My four year old ran off to drive her “little tikes” car and go down the slide. I sat down on the patio watching my daughter scoot around happily, but my boys just stood there watching her. It was like they suddenly realized how much their lives had changed in recent years. I saw their faces change from excitement to sadness as they looked around the backyard solemnly. They used to be able to climb and go down that same slide, but the couldn’t anymore. They used to be able to keep up with their little sister… but not anymore. “There’s nothing we can play with out here,” my oldest son said sadly and started to head back inside.
I felt so bad for them.
After rummaging through our outdoor toy bin I found a few squirt guns and filled them up. They started squirting each other and laughing. I felt relieved until the boys muscle weakness once again took the reins and they started to have trouble pulling the trigger. It started to hurt their fingers and they turned to head back inside, defeated by their efforts. I didn’t want them to give up. They already feel like the outside world was made for everyone but them, I didn’t want them to feel that way at home.
I didn’t want this to be our memory of the day. They never ask to play outside anymore, and I desperately wanted this to be a good experience.
I went inside to fill up the squirt gun for my daughter again and felt the tears begin to fall down my cheeks. Why does everything have to be so hard for my precious boys? Pity rushed over me like a wave and the tears continued to fall. I felt pity for myself, pity for my sweet boys and pity for all the special needs children that feel defeated every time they try to do ordinary things like play outside.

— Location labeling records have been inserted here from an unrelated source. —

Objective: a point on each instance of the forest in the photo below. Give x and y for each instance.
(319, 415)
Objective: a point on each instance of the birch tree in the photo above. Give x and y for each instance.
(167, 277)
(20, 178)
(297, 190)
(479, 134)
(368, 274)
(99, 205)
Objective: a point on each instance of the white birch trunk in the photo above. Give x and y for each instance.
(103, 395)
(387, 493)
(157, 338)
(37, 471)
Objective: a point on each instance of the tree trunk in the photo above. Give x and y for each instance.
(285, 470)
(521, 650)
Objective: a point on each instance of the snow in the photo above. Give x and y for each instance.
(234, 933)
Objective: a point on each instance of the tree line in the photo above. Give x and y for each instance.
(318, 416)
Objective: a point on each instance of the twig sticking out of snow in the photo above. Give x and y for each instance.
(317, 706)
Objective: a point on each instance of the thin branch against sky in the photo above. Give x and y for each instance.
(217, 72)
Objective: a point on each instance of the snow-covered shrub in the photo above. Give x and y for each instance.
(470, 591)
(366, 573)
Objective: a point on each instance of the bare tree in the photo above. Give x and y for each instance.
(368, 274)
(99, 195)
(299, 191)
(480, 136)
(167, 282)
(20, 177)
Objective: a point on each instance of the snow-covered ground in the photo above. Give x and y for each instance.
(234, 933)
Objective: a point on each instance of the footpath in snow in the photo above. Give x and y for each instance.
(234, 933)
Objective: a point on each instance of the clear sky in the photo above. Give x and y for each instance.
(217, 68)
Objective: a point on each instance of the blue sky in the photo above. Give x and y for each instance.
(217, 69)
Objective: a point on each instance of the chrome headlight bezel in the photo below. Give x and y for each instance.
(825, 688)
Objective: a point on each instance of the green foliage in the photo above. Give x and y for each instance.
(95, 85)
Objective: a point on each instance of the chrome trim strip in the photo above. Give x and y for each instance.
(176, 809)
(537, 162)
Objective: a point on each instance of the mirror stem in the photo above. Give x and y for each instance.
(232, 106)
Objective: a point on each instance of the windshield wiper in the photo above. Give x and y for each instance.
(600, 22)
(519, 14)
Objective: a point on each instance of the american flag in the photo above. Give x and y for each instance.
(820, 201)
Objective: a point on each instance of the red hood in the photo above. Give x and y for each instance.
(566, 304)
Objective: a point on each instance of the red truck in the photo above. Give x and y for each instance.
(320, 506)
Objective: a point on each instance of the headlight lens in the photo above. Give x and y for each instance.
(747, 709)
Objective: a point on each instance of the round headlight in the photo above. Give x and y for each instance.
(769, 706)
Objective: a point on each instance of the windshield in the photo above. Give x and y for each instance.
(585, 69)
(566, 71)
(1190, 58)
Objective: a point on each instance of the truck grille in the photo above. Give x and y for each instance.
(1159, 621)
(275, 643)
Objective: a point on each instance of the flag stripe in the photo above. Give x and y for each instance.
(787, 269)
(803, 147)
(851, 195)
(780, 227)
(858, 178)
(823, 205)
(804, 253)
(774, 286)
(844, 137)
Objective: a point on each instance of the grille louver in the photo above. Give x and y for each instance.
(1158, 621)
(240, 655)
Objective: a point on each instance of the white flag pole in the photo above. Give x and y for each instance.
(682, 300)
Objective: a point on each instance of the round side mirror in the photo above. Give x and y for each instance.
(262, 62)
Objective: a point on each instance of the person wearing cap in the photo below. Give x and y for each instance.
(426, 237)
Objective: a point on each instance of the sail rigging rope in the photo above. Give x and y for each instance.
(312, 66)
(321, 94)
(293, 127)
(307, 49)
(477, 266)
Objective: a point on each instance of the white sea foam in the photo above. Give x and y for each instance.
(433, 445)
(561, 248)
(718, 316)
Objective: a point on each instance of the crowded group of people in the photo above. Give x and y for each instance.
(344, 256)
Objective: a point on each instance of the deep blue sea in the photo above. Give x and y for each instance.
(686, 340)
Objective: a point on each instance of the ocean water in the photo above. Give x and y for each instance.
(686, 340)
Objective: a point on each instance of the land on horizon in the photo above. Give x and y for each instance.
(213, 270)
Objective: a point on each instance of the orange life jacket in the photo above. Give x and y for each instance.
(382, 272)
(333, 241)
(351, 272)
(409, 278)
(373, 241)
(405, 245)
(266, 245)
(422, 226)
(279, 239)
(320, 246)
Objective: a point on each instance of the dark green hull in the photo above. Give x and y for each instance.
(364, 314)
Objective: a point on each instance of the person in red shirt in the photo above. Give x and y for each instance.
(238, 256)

When I walked back outside I heard the best sound in the world, the sound of my kids laughing together. My daughter was driving her little pink car, and my boys were pretending to direct traffic. They were imagining they were all at the Grand Canyon and they had to protect their sister from driving off the cliff (or sidewalk). Then we all sat down in the sunshine looking for rolly-pollies together.
Suddenly my feelings of sorrow and pity faded and all I felt was intense gratitude. A simple memory on a sunny weekday afternoon turned from frustrating to fun because of my children’s ability to find joy everywhere, even in the constant obstacles they face.

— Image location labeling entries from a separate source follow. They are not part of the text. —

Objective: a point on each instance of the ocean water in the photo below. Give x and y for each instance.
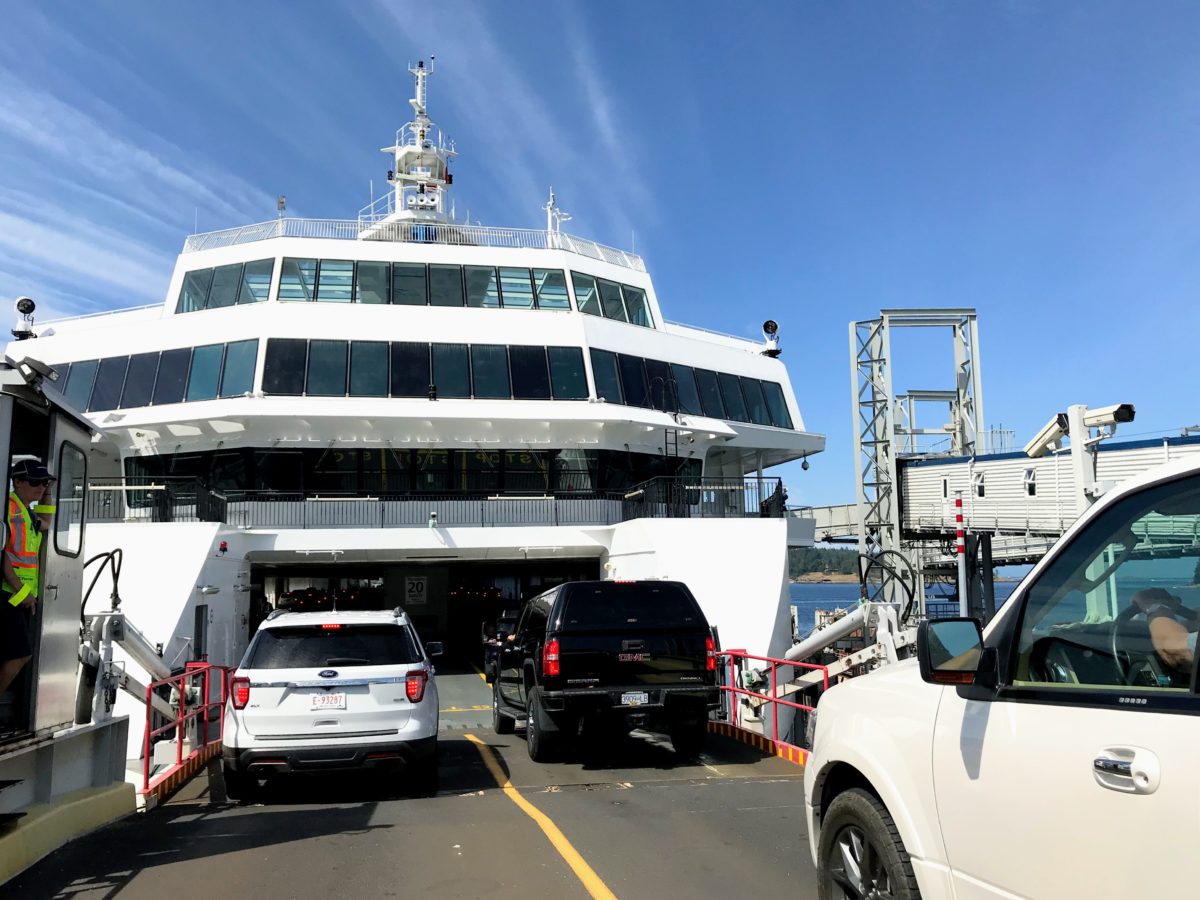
(809, 598)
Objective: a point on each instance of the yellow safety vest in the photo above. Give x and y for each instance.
(22, 550)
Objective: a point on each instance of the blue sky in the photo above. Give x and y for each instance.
(805, 162)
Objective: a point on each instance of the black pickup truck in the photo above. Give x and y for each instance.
(607, 655)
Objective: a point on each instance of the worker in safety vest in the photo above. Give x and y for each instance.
(28, 519)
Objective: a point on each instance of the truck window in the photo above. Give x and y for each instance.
(643, 605)
(312, 646)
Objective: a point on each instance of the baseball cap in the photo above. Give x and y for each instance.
(31, 471)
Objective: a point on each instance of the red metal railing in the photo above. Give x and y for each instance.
(198, 676)
(735, 690)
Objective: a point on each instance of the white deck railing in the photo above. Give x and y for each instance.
(413, 233)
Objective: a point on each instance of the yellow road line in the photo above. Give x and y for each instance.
(585, 873)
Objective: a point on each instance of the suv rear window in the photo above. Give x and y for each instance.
(643, 605)
(312, 646)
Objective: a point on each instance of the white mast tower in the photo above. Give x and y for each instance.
(420, 174)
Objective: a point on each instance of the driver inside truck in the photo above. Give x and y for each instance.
(1173, 627)
(18, 591)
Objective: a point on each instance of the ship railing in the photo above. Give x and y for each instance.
(684, 497)
(751, 685)
(153, 498)
(376, 226)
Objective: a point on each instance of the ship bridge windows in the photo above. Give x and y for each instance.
(226, 286)
(607, 299)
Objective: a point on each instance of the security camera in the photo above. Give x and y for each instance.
(1104, 417)
(1049, 438)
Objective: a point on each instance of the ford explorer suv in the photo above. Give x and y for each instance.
(1051, 755)
(612, 655)
(323, 691)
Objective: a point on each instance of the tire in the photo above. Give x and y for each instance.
(423, 774)
(540, 741)
(861, 853)
(239, 785)
(502, 724)
(688, 737)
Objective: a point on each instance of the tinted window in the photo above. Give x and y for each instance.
(109, 379)
(451, 371)
(610, 299)
(531, 381)
(777, 405)
(517, 288)
(567, 376)
(587, 299)
(445, 286)
(409, 370)
(481, 288)
(369, 369)
(139, 381)
(604, 371)
(756, 406)
(709, 394)
(408, 285)
(195, 291)
(639, 310)
(336, 281)
(256, 281)
(685, 385)
(490, 369)
(551, 287)
(168, 388)
(238, 376)
(731, 394)
(313, 647)
(226, 281)
(663, 389)
(205, 372)
(636, 606)
(327, 369)
(298, 281)
(371, 286)
(283, 366)
(633, 381)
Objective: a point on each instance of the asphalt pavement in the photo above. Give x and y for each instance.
(627, 820)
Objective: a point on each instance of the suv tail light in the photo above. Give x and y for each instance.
(239, 690)
(551, 664)
(414, 685)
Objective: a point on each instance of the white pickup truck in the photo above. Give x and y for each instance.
(1055, 755)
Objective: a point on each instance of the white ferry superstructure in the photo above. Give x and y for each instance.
(435, 414)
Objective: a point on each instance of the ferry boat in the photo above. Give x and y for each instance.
(402, 409)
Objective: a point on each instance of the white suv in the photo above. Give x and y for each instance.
(1051, 756)
(333, 690)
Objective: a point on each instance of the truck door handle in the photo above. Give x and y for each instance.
(1127, 769)
(1114, 767)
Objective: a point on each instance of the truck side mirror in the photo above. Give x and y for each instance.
(949, 651)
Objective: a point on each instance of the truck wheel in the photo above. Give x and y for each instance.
(688, 737)
(861, 853)
(539, 741)
(239, 785)
(501, 724)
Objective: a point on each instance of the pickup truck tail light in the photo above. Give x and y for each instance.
(551, 664)
(414, 685)
(239, 691)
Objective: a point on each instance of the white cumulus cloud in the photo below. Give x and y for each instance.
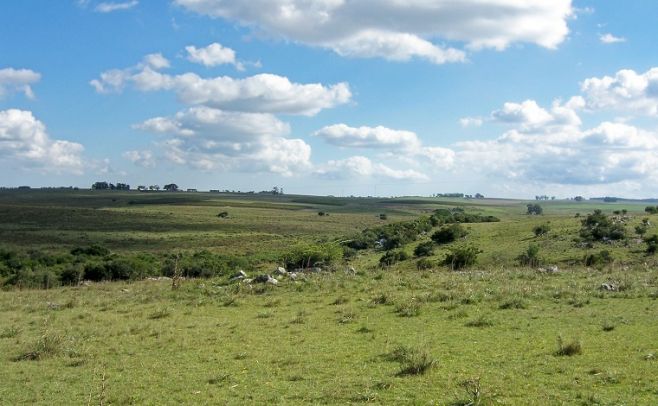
(397, 30)
(24, 139)
(213, 55)
(627, 91)
(259, 93)
(108, 7)
(211, 139)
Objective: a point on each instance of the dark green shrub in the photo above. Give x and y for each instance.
(541, 229)
(424, 264)
(534, 209)
(573, 347)
(424, 249)
(392, 257)
(599, 259)
(309, 255)
(652, 244)
(448, 234)
(598, 227)
(71, 275)
(96, 272)
(530, 257)
(461, 257)
(94, 250)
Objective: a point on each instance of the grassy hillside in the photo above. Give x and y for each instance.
(493, 333)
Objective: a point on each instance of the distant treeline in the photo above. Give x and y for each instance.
(38, 269)
(396, 235)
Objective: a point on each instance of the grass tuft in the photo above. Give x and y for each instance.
(514, 303)
(160, 314)
(410, 308)
(481, 321)
(413, 361)
(570, 348)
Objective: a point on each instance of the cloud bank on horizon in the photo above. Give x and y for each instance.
(599, 139)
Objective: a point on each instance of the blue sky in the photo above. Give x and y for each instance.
(508, 98)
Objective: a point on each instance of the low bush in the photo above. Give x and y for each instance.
(541, 229)
(571, 348)
(448, 234)
(94, 250)
(599, 259)
(530, 257)
(310, 255)
(392, 257)
(652, 244)
(424, 264)
(424, 249)
(461, 257)
(599, 227)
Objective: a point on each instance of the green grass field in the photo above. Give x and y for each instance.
(488, 334)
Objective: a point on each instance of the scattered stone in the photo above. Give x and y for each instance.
(610, 287)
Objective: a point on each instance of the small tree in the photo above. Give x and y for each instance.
(598, 227)
(641, 229)
(652, 244)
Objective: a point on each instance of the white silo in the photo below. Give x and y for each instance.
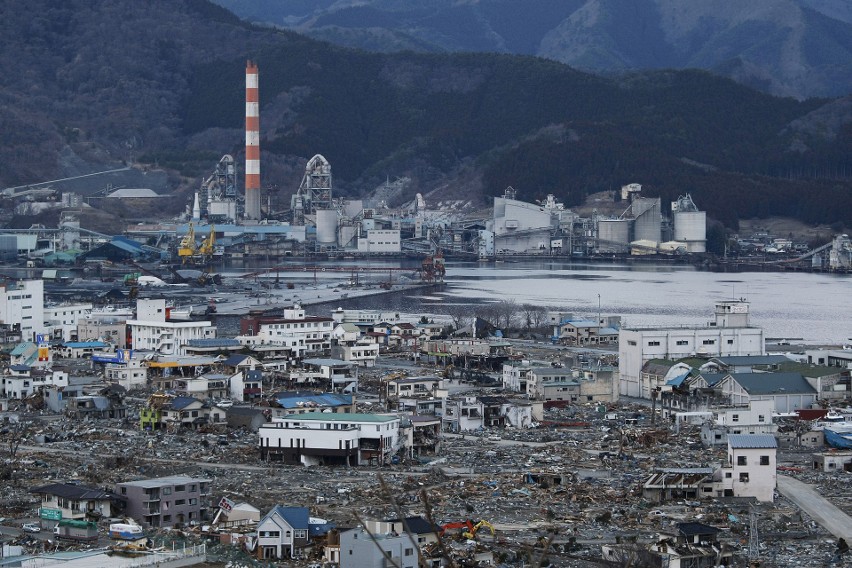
(326, 226)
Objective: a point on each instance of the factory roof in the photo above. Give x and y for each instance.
(773, 383)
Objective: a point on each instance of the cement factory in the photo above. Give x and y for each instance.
(235, 223)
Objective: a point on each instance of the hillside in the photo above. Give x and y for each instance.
(799, 48)
(165, 90)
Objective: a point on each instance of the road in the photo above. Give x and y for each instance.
(807, 499)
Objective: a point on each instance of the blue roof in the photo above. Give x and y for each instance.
(678, 380)
(22, 348)
(234, 360)
(126, 244)
(182, 402)
(296, 517)
(326, 399)
(85, 344)
(752, 441)
(213, 342)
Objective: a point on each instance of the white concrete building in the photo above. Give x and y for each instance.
(316, 438)
(729, 334)
(152, 332)
(60, 321)
(380, 241)
(20, 386)
(754, 419)
(300, 334)
(22, 305)
(750, 471)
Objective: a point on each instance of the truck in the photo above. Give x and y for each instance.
(125, 531)
(80, 531)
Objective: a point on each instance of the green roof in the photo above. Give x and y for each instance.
(809, 370)
(341, 417)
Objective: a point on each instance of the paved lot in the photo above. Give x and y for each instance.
(806, 498)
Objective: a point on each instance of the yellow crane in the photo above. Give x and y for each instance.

That day made me realize something.
Each moment we face that brings us despair, sadness and self pity is almost always followed by a beautiful moment worthy of praise.

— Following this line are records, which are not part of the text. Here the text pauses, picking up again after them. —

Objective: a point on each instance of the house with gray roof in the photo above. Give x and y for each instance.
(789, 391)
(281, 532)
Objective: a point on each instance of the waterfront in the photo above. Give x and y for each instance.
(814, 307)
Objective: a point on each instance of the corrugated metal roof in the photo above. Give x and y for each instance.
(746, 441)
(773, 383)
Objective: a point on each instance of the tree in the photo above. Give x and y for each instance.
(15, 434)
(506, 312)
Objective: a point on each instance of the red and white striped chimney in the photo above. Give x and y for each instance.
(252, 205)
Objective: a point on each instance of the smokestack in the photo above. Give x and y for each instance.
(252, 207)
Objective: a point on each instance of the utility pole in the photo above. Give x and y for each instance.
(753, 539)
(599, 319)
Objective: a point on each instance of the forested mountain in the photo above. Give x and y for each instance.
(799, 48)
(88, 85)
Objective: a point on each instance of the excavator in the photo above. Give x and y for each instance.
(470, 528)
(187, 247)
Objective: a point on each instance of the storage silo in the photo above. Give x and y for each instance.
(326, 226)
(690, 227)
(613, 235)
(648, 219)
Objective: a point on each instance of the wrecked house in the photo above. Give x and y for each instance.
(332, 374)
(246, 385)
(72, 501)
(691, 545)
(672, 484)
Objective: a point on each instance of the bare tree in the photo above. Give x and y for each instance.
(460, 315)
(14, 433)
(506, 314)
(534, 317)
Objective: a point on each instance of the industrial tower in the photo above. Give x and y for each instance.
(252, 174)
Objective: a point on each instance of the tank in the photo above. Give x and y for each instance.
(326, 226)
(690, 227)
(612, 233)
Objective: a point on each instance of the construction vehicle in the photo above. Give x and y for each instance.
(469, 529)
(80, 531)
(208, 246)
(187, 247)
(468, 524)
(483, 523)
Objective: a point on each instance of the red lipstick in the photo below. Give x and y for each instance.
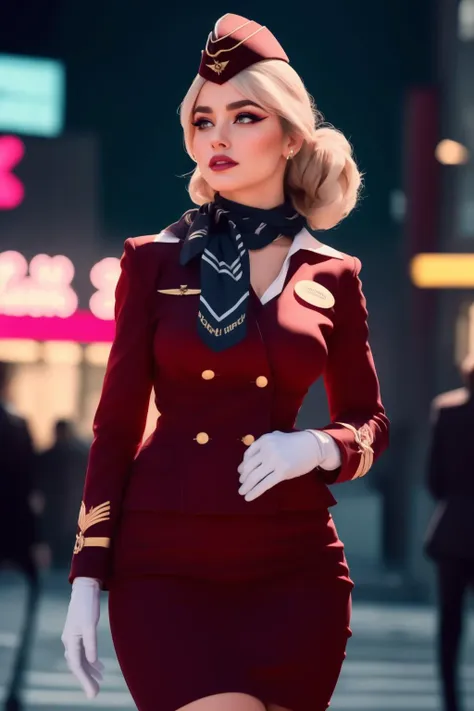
(221, 162)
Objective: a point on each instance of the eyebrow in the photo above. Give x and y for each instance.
(229, 107)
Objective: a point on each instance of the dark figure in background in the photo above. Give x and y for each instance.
(20, 546)
(450, 538)
(60, 472)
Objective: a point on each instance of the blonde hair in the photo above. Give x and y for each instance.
(322, 180)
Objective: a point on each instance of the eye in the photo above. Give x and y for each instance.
(200, 123)
(247, 117)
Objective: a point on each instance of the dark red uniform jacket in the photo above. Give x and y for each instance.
(212, 404)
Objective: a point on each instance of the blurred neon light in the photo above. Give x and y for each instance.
(12, 191)
(33, 95)
(37, 301)
(443, 271)
(46, 291)
(104, 276)
(81, 327)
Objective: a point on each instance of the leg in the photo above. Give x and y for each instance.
(452, 581)
(26, 566)
(225, 702)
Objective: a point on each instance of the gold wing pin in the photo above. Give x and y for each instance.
(183, 290)
(218, 67)
(364, 438)
(96, 515)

What started out as pity turned to praise in the blink of an eye and by the time we went back inside the sun was fading and my heart was full. ALL three of my kids had fun that day, and that meant the world to me.
My children are resilient little warriors. They don’t dwell on what they used to be able to do, so why should I? They just do what they can and look for joy in every single moment. They didn’t give in to their feelings of frustration, they found a way to enjoy the moment. They inspire me every day to do the same.
We can all learn so much from children.
If we try we can all take our moments of pity and frustration and turn them into moments of praise. We can praise God for another day together. We can praise Him for the sunshine, the rolly-pollies, and the stunning resilient nature of children.
Rain or shine, let us never forget to change our focus from pity to praise. Trust me, it makes all the difference.